El 2 de agosto de 2026, el director de la Policía Nacional, general William Rincón, confirmó que el atentado perpetrado contra el Comando de Policía en Cúcuta habría sido orquestado por el ELN. Según el reporte oficial, los atacantes emplearon un camión NKR con placas falsas, acondicionado con una rampa desde la cual fueron lanzados 15 artefactos explosivos, cada uno con entre 15 y 20 kilogramos de carga, activados por un sistema electrónico de radiofrecuencia. El vehículo, camuflado con productos de mercado —entre ellos zanahoria y placa—, fue abandonado a escasos metros de la unidad médica de la instalación policial.
El saldo preliminar: tres civiles y once policías heridos. Las autoridades continúan las labores de investigación para identificar a los responsables materiales.
Lo que distingue este hecho de otros ataques recientes no es solo su magnitud operativa, sino el blanco elegido. El general Rincón fue explícito al señalar que el atentado violó el Derecho Internacional Humanitario al desconocer la protección especial de la misión médica. Esa afirmación no es retórica protocolar: el Protocolo I adicional a los Convenios de Ginebra, ratificado por Colombia mediante la Ley 11 de 1992, establece que las unidades y medios de transporte sanitarios deben ser respetados y protegidos en toda circunstancia. Atacar deliberadamente una unidad médica equivale, en términos del DIH, a un crimen de guerra.

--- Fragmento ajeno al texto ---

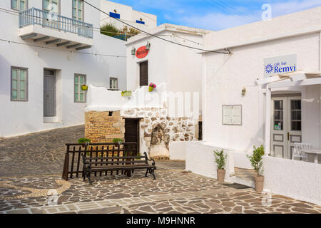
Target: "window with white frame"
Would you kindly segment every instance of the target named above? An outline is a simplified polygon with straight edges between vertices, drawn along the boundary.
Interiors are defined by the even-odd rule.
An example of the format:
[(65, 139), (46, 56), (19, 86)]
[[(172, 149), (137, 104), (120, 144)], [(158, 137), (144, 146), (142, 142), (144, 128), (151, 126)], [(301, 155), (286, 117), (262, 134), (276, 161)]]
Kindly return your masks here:
[(28, 9), (28, 0), (11, 0), (11, 9), (22, 11)]
[(11, 67), (11, 100), (28, 101), (28, 69)]
[(86, 76), (75, 74), (75, 102), (86, 103), (86, 91), (81, 88), (81, 86), (84, 85), (86, 85)]
[(83, 21), (83, 0), (73, 0), (73, 19)]
[(109, 79), (109, 88), (111, 90), (118, 90), (118, 79), (116, 78), (111, 78)]

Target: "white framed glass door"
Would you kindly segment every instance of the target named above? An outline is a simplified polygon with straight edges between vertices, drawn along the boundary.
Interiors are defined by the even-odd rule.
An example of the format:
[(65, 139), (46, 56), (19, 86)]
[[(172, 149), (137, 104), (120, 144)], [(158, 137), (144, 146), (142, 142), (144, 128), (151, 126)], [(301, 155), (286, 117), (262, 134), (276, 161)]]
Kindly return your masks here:
[(271, 155), (291, 159), (294, 144), (302, 142), (301, 98), (275, 97), (271, 106)]

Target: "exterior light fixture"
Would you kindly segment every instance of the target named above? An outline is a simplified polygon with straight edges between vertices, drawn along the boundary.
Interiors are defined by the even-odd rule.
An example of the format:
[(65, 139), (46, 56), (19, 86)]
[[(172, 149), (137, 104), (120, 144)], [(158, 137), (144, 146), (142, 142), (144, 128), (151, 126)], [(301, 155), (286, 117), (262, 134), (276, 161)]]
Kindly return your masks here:
[(246, 94), (246, 88), (244, 87), (244, 88), (242, 89), (242, 95), (245, 95), (245, 94)]
[(133, 47), (133, 49), (131, 49), (131, 55), (135, 56), (135, 53), (136, 53), (136, 48)]
[(149, 51), (150, 49), (151, 49), (151, 43), (149, 43), (149, 41), (147, 41), (146, 50)]

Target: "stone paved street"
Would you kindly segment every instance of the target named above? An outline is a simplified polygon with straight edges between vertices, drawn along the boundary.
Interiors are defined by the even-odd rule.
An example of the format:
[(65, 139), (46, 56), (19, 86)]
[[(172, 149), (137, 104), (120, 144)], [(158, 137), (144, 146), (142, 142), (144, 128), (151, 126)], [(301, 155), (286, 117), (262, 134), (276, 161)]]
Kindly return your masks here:
[[(156, 170), (157, 180), (144, 177), (94, 177), (92, 186), (81, 178), (60, 176), (6, 178), (0, 182), (2, 213), (321, 213), (321, 207), (253, 189), (237, 190), (215, 180), (180, 170)], [(60, 182), (59, 182), (60, 180)], [(58, 205), (36, 190), (57, 190)], [(46, 193), (46, 191), (44, 191)], [(31, 193), (31, 194), (30, 194)], [(266, 201), (263, 201), (266, 202)]]
[(0, 177), (61, 173), (65, 143), (76, 143), (84, 130), (79, 125), (0, 139)]
[(252, 188), (185, 172), (180, 161), (156, 161), (156, 180), (143, 171), (131, 178), (93, 177), (93, 185), (66, 182), (64, 143), (83, 135), (78, 126), (2, 139), (0, 213), (321, 213), (320, 206), (282, 196), (269, 204)]

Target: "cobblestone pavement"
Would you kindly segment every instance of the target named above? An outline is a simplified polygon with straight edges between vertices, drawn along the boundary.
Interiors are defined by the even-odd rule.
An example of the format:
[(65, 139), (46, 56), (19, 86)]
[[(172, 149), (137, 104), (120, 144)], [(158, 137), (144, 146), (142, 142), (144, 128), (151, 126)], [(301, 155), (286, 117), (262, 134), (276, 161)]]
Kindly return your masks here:
[[(156, 180), (144, 174), (96, 177), (91, 186), (81, 178), (61, 181), (60, 175), (2, 178), (0, 213), (321, 213), (320, 206), (282, 196), (272, 195), (270, 204), (253, 189), (180, 170), (156, 170)], [(49, 189), (58, 192), (56, 206), (43, 194)]]
[(79, 125), (0, 138), (0, 177), (61, 173), (65, 143), (83, 135), (84, 125)]

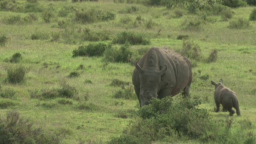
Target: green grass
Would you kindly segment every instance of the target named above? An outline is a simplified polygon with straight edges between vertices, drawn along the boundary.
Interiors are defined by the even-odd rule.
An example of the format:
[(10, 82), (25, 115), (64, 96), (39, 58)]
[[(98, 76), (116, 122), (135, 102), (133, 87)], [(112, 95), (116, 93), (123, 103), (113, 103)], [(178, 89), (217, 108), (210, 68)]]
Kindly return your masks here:
[[(24, 10), (0, 11), (0, 36), (2, 36), (4, 40), (0, 44), (0, 116), (5, 116), (9, 110), (15, 109), (21, 116), (29, 118), (33, 126), (42, 128), (46, 133), (64, 136), (60, 137), (62, 144), (102, 143), (121, 135), (131, 120), (136, 118), (135, 113), (139, 110), (133, 87), (129, 85), (132, 83), (134, 66), (129, 63), (106, 62), (104, 56), (73, 57), (72, 52), (79, 46), (98, 42), (98, 40), (92, 42), (86, 39), (86, 34), (93, 34), (94, 36), (98, 34), (100, 38), (95, 40), (111, 43), (113, 48), (118, 48), (122, 45), (113, 44), (113, 39), (124, 32), (131, 32), (150, 41), (146, 45), (129, 46), (134, 52), (135, 50), (144, 52), (153, 46), (166, 46), (179, 51), (182, 48), (183, 40), (177, 40), (177, 37), (188, 36), (200, 48), (203, 58), (202, 60), (191, 60), (197, 66), (192, 68), (190, 93), (202, 100), (199, 107), (207, 109), (213, 120), (225, 119), (228, 114), (215, 113), (213, 110), (216, 106), (214, 87), (210, 80), (217, 81), (222, 78), (224, 84), (237, 93), (239, 102), (242, 116), (233, 117), (235, 124), (232, 130), (236, 130), (240, 126), (235, 124), (236, 122), (248, 119), (252, 124), (253, 131), (256, 132), (256, 116), (253, 114), (256, 112), (256, 23), (250, 21), (250, 26), (241, 29), (229, 28), (230, 22), (239, 18), (249, 20), (255, 8), (232, 8), (235, 14), (224, 21), (221, 15), (209, 15), (206, 19), (200, 19), (201, 15), (189, 14), (182, 9), (184, 10), (182, 14), (174, 16), (174, 12), (178, 12), (176, 8), (147, 6), (140, 3), (139, 0), (136, 1), (138, 3), (132, 2), (135, 0), (129, 1), (131, 3), (115, 2), (118, 1), (76, 3), (71, 0), (38, 0), (38, 10), (42, 11), (32, 12), (38, 19), (29, 22), (24, 18), (30, 13)], [(21, 0), (16, 2), (22, 8), (28, 2)], [(96, 18), (89, 23), (77, 22), (74, 19), (75, 10), (81, 12), (84, 8), (106, 14), (101, 16), (108, 17), (110, 16), (108, 12), (115, 16), (114, 19)], [(49, 12), (54, 14), (47, 22), (42, 15), (46, 9), (52, 10)], [(8, 23), (5, 21), (18, 15), (21, 18), (18, 21), (12, 20)], [(191, 26), (193, 30), (192, 25), (182, 25), (188, 18), (194, 17), (201, 22), (200, 30), (198, 27), (196, 30), (184, 29), (184, 26)], [(122, 23), (125, 20), (128, 20), (127, 24)], [(60, 25), (62, 24), (65, 24)], [(33, 35), (39, 38), (32, 40)], [(107, 38), (104, 39), (106, 36)], [(215, 62), (208, 63), (204, 60), (215, 49), (218, 51)], [(15, 64), (10, 62), (10, 59), (17, 53), (21, 54), (22, 59)], [(13, 65), (30, 68), (22, 82), (13, 84), (6, 80), (6, 70)], [(73, 76), (76, 74), (78, 74)], [(125, 84), (123, 87), (112, 86), (114, 81)], [(40, 94), (47, 90), (62, 90), (63, 84), (68, 86), (68, 88), (75, 88), (75, 94), (51, 99), (31, 97), (31, 92), (38, 91)], [(132, 94), (130, 94), (130, 89)], [(124, 96), (115, 98), (118, 94)], [(129, 97), (131, 96), (133, 97)], [(201, 143), (185, 136), (173, 138), (181, 143)]]

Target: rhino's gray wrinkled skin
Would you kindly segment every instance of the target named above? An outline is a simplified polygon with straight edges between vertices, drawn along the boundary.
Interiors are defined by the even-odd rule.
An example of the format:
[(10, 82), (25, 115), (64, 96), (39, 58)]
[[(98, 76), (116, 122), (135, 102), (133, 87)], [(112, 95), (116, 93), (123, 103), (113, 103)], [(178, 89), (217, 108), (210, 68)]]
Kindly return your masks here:
[(239, 105), (236, 93), (223, 84), (222, 79), (220, 80), (218, 84), (212, 80), (211, 82), (215, 86), (214, 100), (217, 107), (215, 112), (220, 111), (220, 104), (221, 104), (223, 110), (227, 110), (229, 112), (230, 116), (232, 116), (235, 113), (235, 111), (232, 110), (232, 107), (236, 110), (236, 114), (240, 116)]
[(192, 80), (188, 59), (166, 47), (151, 48), (135, 64), (132, 84), (140, 107), (152, 98), (189, 94)]

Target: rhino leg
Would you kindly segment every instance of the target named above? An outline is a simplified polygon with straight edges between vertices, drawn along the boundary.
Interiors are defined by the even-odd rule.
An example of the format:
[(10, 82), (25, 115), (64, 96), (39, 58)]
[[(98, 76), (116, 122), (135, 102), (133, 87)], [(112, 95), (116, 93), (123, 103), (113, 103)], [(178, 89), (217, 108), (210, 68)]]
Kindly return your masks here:
[(137, 95), (138, 100), (139, 100), (139, 102), (140, 103), (140, 106), (141, 107), (141, 103), (140, 103), (140, 90), (139, 87), (137, 86), (134, 86), (134, 90), (135, 91), (135, 93)]
[(232, 110), (232, 109), (228, 110), (228, 111), (229, 112), (229, 116), (233, 116), (235, 112), (235, 111), (234, 110)]
[(220, 111), (220, 103), (218, 102), (216, 103), (216, 108), (215, 109), (215, 112), (218, 112)]

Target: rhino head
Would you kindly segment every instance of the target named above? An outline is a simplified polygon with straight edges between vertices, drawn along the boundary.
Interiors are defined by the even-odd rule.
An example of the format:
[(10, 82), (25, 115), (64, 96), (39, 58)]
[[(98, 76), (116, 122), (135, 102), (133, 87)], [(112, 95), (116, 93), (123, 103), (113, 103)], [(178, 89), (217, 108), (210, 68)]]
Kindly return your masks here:
[(222, 81), (222, 79), (221, 79), (219, 81), (219, 82), (218, 84), (216, 84), (215, 82), (213, 81), (212, 80), (211, 80), (211, 83), (212, 84), (215, 86), (215, 90), (219, 87), (221, 85), (223, 84), (223, 81)]
[(148, 104), (148, 101), (152, 98), (157, 98), (160, 90), (161, 76), (167, 70), (167, 66), (159, 71), (150, 69), (145, 70), (136, 62), (136, 68), (140, 72), (140, 107)]

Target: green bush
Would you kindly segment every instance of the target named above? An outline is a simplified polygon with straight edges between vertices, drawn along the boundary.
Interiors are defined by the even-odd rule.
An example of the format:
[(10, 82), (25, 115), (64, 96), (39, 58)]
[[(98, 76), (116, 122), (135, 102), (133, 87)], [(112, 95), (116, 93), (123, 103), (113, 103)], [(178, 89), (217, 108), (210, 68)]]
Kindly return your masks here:
[(118, 34), (112, 41), (113, 43), (117, 44), (124, 44), (126, 42), (133, 45), (148, 45), (150, 43), (148, 39), (143, 38), (142, 34), (126, 31)]
[(99, 12), (96, 16), (97, 19), (102, 21), (113, 20), (116, 17), (116, 14), (109, 12)]
[(16, 106), (18, 105), (19, 103), (18, 102), (9, 99), (1, 99), (1, 100), (0, 100), (0, 109), (8, 108), (12, 106)]
[(5, 35), (3, 34), (2, 36), (0, 36), (0, 46), (4, 46), (7, 42), (7, 38)]
[(19, 52), (16, 52), (12, 55), (10, 62), (12, 63), (18, 63), (20, 61), (22, 58), (21, 54)]
[(244, 18), (238, 18), (237, 19), (230, 21), (228, 27), (232, 29), (247, 28), (250, 26), (249, 20)]
[(20, 116), (15, 110), (0, 118), (1, 144), (60, 144), (61, 138), (51, 135), (41, 128), (35, 128), (29, 119)]
[(130, 50), (130, 44), (126, 42), (121, 46), (120, 48), (117, 47), (108, 47), (105, 52), (105, 59), (107, 61), (116, 62), (128, 62), (128, 59), (132, 55)]
[(94, 8), (76, 12), (76, 20), (82, 23), (91, 23), (97, 20), (97, 12)]
[(242, 0), (222, 0), (222, 4), (230, 8), (238, 8), (247, 5), (246, 2)]
[(86, 46), (79, 46), (73, 51), (73, 57), (82, 56), (101, 56), (108, 47), (111, 46), (110, 44), (105, 44), (102, 42), (89, 44)]
[(254, 9), (250, 14), (250, 18), (249, 20), (252, 21), (256, 20), (256, 8)]
[(186, 19), (181, 24), (184, 30), (199, 31), (202, 30), (202, 22), (199, 18)]
[(200, 61), (202, 58), (201, 48), (198, 44), (190, 40), (184, 40), (182, 48), (179, 52), (192, 59)]
[(215, 62), (217, 60), (217, 56), (218, 54), (218, 50), (214, 49), (210, 53), (209, 57), (207, 59), (207, 62)]
[(15, 96), (16, 92), (13, 89), (10, 88), (2, 88), (0, 87), (0, 97), (4, 98), (16, 99)]
[(10, 66), (7, 68), (7, 80), (13, 84), (20, 83), (30, 70), (30, 67), (23, 65)]

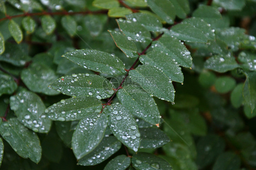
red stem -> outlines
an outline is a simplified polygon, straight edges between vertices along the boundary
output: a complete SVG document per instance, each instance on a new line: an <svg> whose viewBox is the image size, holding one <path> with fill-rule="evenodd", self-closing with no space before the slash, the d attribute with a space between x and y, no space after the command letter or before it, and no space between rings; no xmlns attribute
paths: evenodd
<svg viewBox="0 0 256 170"><path fill-rule="evenodd" d="M92 11L90 10L87 10L86 11L80 11L80 12L67 12L66 11L60 11L60 12L46 12L43 11L41 12L36 12L34 13L26 13L22 14L20 14L19 15L9 16L8 15L5 15L5 17L0 19L0 22L6 19L11 19L13 18L22 17L26 16L39 16L39 15L87 15L87 14L107 14L108 10L97 10L96 11Z"/></svg>

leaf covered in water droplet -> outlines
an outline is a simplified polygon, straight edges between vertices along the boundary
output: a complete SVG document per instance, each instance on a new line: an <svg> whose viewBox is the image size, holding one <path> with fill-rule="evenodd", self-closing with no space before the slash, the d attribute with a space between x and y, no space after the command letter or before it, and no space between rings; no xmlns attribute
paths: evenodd
<svg viewBox="0 0 256 170"><path fill-rule="evenodd" d="M133 115L153 125L159 123L160 113L154 99L139 87L125 86L118 91L117 96Z"/></svg>
<svg viewBox="0 0 256 170"><path fill-rule="evenodd" d="M47 133L51 121L43 117L45 106L40 97L31 92L21 92L10 98L10 108L18 120L26 127L36 132Z"/></svg>
<svg viewBox="0 0 256 170"><path fill-rule="evenodd" d="M114 93L114 87L108 80L87 73L62 77L50 87L67 95L93 97L99 100L109 97Z"/></svg>
<svg viewBox="0 0 256 170"><path fill-rule="evenodd" d="M72 137L72 148L77 159L88 154L99 145L107 126L108 118L104 113L91 113L80 121Z"/></svg>
<svg viewBox="0 0 256 170"><path fill-rule="evenodd" d="M104 170L125 170L131 164L131 158L121 155L110 160Z"/></svg>
<svg viewBox="0 0 256 170"><path fill-rule="evenodd" d="M171 170L171 165L165 160L153 154L139 152L133 155L133 166L138 170Z"/></svg>
<svg viewBox="0 0 256 170"><path fill-rule="evenodd" d="M123 144L135 151L140 142L138 126L129 110L119 103L107 106L103 113L108 115L108 126L114 135Z"/></svg>
<svg viewBox="0 0 256 170"><path fill-rule="evenodd" d="M110 74L124 73L123 62L113 54L90 49L76 50L63 55L78 64L96 72Z"/></svg>
<svg viewBox="0 0 256 170"><path fill-rule="evenodd" d="M20 156L36 163L39 162L41 148L38 137L17 119L10 118L5 122L0 119L0 134Z"/></svg>
<svg viewBox="0 0 256 170"><path fill-rule="evenodd" d="M121 142L115 137L105 137L92 152L78 161L78 165L88 166L98 164L116 153L121 146Z"/></svg>
<svg viewBox="0 0 256 170"><path fill-rule="evenodd" d="M46 110L48 117L53 121L70 121L81 120L89 114L99 113L101 102L92 97L79 97L62 99Z"/></svg>
<svg viewBox="0 0 256 170"><path fill-rule="evenodd" d="M129 75L147 92L162 100L174 101L174 90L171 81L158 69L143 65L130 71Z"/></svg>

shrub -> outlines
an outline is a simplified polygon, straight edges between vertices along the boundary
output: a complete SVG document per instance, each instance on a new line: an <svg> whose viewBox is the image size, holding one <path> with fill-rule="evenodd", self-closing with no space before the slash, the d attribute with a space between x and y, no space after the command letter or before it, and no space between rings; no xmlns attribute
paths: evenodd
<svg viewBox="0 0 256 170"><path fill-rule="evenodd" d="M2 169L254 169L256 10L1 0Z"/></svg>

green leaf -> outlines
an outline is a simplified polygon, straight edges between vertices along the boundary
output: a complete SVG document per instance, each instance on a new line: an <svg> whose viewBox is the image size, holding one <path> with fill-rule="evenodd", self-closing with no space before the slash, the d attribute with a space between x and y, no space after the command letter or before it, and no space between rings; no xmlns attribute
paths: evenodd
<svg viewBox="0 0 256 170"><path fill-rule="evenodd" d="M140 148L158 148L170 141L168 136L159 129L153 127L139 128Z"/></svg>
<svg viewBox="0 0 256 170"><path fill-rule="evenodd" d="M50 106L45 112L53 121L69 121L81 120L88 114L99 113L101 102L94 97L79 97L62 99Z"/></svg>
<svg viewBox="0 0 256 170"><path fill-rule="evenodd" d="M117 21L120 30L128 40L147 44L151 41L150 32L135 20L125 20L120 18Z"/></svg>
<svg viewBox="0 0 256 170"><path fill-rule="evenodd" d="M176 15L175 8L169 0L148 0L148 5L153 12L169 24L173 24Z"/></svg>
<svg viewBox="0 0 256 170"><path fill-rule="evenodd" d="M139 152L133 155L132 163L138 170L170 170L172 167L164 160L153 154Z"/></svg>
<svg viewBox="0 0 256 170"><path fill-rule="evenodd" d="M56 131L61 139L64 143L69 148L71 148L71 142L72 141L72 136L74 133L74 130L72 129L72 126L75 125L76 126L78 121L55 121Z"/></svg>
<svg viewBox="0 0 256 170"><path fill-rule="evenodd" d="M41 19L42 28L47 34L50 34L53 32L56 27L55 20L49 15L45 15Z"/></svg>
<svg viewBox="0 0 256 170"><path fill-rule="evenodd" d="M240 158L233 152L220 155L213 165L213 170L238 170L241 165Z"/></svg>
<svg viewBox="0 0 256 170"><path fill-rule="evenodd" d="M36 25L36 22L29 16L22 19L21 24L27 34L33 33Z"/></svg>
<svg viewBox="0 0 256 170"><path fill-rule="evenodd" d="M21 92L10 97L10 108L25 126L36 132L47 133L51 121L41 116L45 106L40 97L30 92Z"/></svg>
<svg viewBox="0 0 256 170"><path fill-rule="evenodd" d="M230 101L231 104L235 108L238 108L241 106L244 101L243 98L243 83L237 84L231 93Z"/></svg>
<svg viewBox="0 0 256 170"><path fill-rule="evenodd" d="M170 0L174 5L177 16L179 18L186 18L190 11L189 3L188 0Z"/></svg>
<svg viewBox="0 0 256 170"><path fill-rule="evenodd" d="M113 54L94 50L80 49L63 55L86 68L110 74L124 73L122 61Z"/></svg>
<svg viewBox="0 0 256 170"><path fill-rule="evenodd" d="M0 32L0 55L4 53L5 49L5 39L4 37L3 37L3 35L2 35L2 33Z"/></svg>
<svg viewBox="0 0 256 170"><path fill-rule="evenodd" d="M48 86L58 77L53 70L44 65L32 63L22 70L20 77L26 85L33 92L48 95L59 94Z"/></svg>
<svg viewBox="0 0 256 170"><path fill-rule="evenodd" d="M121 145L115 137L105 137L95 149L80 160L77 164L88 166L99 164L116 153Z"/></svg>
<svg viewBox="0 0 256 170"><path fill-rule="evenodd" d="M216 80L216 76L212 72L204 70L199 75L198 81L202 86L209 88L214 84Z"/></svg>
<svg viewBox="0 0 256 170"><path fill-rule="evenodd" d="M17 89L17 83L9 75L0 71L0 96L3 94L12 94Z"/></svg>
<svg viewBox="0 0 256 170"><path fill-rule="evenodd" d="M162 23L154 14L138 12L126 15L127 19L138 22L148 31L161 31Z"/></svg>
<svg viewBox="0 0 256 170"><path fill-rule="evenodd" d="M0 133L20 156L29 158L35 163L39 162L41 149L38 137L16 119L10 118L5 122L0 119Z"/></svg>
<svg viewBox="0 0 256 170"><path fill-rule="evenodd" d="M250 71L256 71L256 54L247 51L242 51L238 56L238 61L241 63L241 67Z"/></svg>
<svg viewBox="0 0 256 170"><path fill-rule="evenodd" d="M147 92L162 100L174 101L175 91L172 81L158 69L149 65L141 65L130 70L129 75Z"/></svg>
<svg viewBox="0 0 256 170"><path fill-rule="evenodd" d="M88 114L80 121L72 137L72 149L77 159L88 155L99 145L107 125L108 118L103 113Z"/></svg>
<svg viewBox="0 0 256 170"><path fill-rule="evenodd" d="M245 104L251 107L253 112L256 104L256 72L246 73L246 80L244 85L243 95Z"/></svg>
<svg viewBox="0 0 256 170"><path fill-rule="evenodd" d="M183 67L191 67L192 61L190 52L183 43L177 39L164 35L158 41L154 42L152 46L155 50L165 53L169 58L168 60L172 60L175 63Z"/></svg>
<svg viewBox="0 0 256 170"><path fill-rule="evenodd" d="M125 7L115 7L108 10L108 15L111 17L122 17L128 14L132 14L130 9Z"/></svg>
<svg viewBox="0 0 256 170"><path fill-rule="evenodd" d="M129 40L123 34L116 32L108 31L111 34L117 46L126 55L126 57L138 57L138 49L134 43Z"/></svg>
<svg viewBox="0 0 256 170"><path fill-rule="evenodd" d="M109 97L114 93L114 87L107 78L87 73L62 77L50 87L67 95L93 97L99 100Z"/></svg>
<svg viewBox="0 0 256 170"><path fill-rule="evenodd" d="M70 15L65 15L61 18L61 25L71 37L76 34L77 22L73 17Z"/></svg>
<svg viewBox="0 0 256 170"><path fill-rule="evenodd" d="M232 90L236 86L236 80L234 78L222 76L216 79L215 88L218 92L225 93Z"/></svg>
<svg viewBox="0 0 256 170"><path fill-rule="evenodd" d="M95 0L92 5L98 8L110 9L118 7L119 4L118 0Z"/></svg>
<svg viewBox="0 0 256 170"><path fill-rule="evenodd" d="M225 142L216 135L208 135L201 137L196 144L197 157L196 162L199 169L210 164L223 151Z"/></svg>
<svg viewBox="0 0 256 170"><path fill-rule="evenodd" d="M115 136L123 145L137 151L140 142L140 134L129 111L121 104L116 103L107 106L103 113L109 117L108 125Z"/></svg>
<svg viewBox="0 0 256 170"><path fill-rule="evenodd" d="M236 27L216 29L215 31L216 38L225 42L232 51L239 49L246 31L244 29Z"/></svg>
<svg viewBox="0 0 256 170"><path fill-rule="evenodd" d="M227 55L219 55L211 57L204 64L205 68L217 72L225 73L239 67L236 58L230 53Z"/></svg>
<svg viewBox="0 0 256 170"><path fill-rule="evenodd" d="M207 23L210 23L220 19L221 14L218 9L209 5L201 5L193 13L192 16L200 18Z"/></svg>
<svg viewBox="0 0 256 170"><path fill-rule="evenodd" d="M0 138L0 167L1 167L1 164L2 163L2 160L3 160L3 155L4 143L3 143L3 140L2 140L2 138Z"/></svg>
<svg viewBox="0 0 256 170"><path fill-rule="evenodd" d="M245 0L214 0L213 4L228 10L241 10L245 5L246 2Z"/></svg>
<svg viewBox="0 0 256 170"><path fill-rule="evenodd" d="M125 2L131 6L143 7L147 6L147 1L145 0L126 0Z"/></svg>
<svg viewBox="0 0 256 170"><path fill-rule="evenodd" d="M192 17L166 29L164 33L186 42L206 43L215 39L215 30L210 26L202 19Z"/></svg>
<svg viewBox="0 0 256 170"><path fill-rule="evenodd" d="M13 20L11 19L8 24L8 29L15 41L20 44L23 39L23 34L20 26Z"/></svg>
<svg viewBox="0 0 256 170"><path fill-rule="evenodd" d="M117 96L123 107L133 115L153 125L160 121L160 113L154 98L139 87L124 86Z"/></svg>
<svg viewBox="0 0 256 170"><path fill-rule="evenodd" d="M5 43L5 52L0 55L0 61L10 63L16 66L22 66L31 60L27 54L24 52L21 44Z"/></svg>
<svg viewBox="0 0 256 170"><path fill-rule="evenodd" d="M104 170L125 170L131 164L131 158L124 155L119 155L110 160Z"/></svg>

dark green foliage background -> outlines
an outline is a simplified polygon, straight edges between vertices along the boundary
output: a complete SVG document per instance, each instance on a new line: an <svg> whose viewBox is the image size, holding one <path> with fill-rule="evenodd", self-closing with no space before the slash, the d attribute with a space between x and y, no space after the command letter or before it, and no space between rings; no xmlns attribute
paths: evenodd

La guerrilla del ELN, según el reporte de El Universal, habría planificado la operación con un nivel de ingeniería que revela capacidad técnica sostenida: rampa sobre rieles, activación remota y camuflaje logístico. No es improvisación. Es un mensaje.
El mensaje merece una respuesta proporcional, sostenida y verificable. Tres consideraciones:
Primera, la presión militar y de inteligencia debe mantenerse sin pausas electorales. La política de seguridad no puede subordinarse al calendario político de 2026. Cualquier operación de envergadura contra el ELN en Norte de Santander requiere continuidad operativa, no anuncios.
Segunda, la Fiscalía General de la Nación debe avanzar con imputaciones concretas. La identificación de los autores materiales e intelectuales no puede quedar en comunicados de prensa. Colombia necesita que estos casos lleguen a sentencias ejecutoriadas, con reparación a las víctimas y trazabilidad de las estructuras de mando.
Tercera, la comunidad internacional —incluida la ONU, que según el mismo medio habría exigido una investigación— debe recibir cooperación técnica real, no declaraciones diplomáticas. La asistencia en investigación de artefactos explosivos improvisados y en rastreo financiero es donde se mide el compromiso.
El ataque a Cúcuta confirma algo que La Bitácora ha sostenido: mientras exista una mesa de diálogo que funcione como escudo operativo para estructuras armadas, el DIH seguirá siendo la primera víctima. La protección de la misión médica no admite negociación. El Estado colombiano tiene la obligación —no la opción— de responder con la fuerza legítima de la ley, con la institucionalidad judicial y con la cooperación internacional que el caso exige.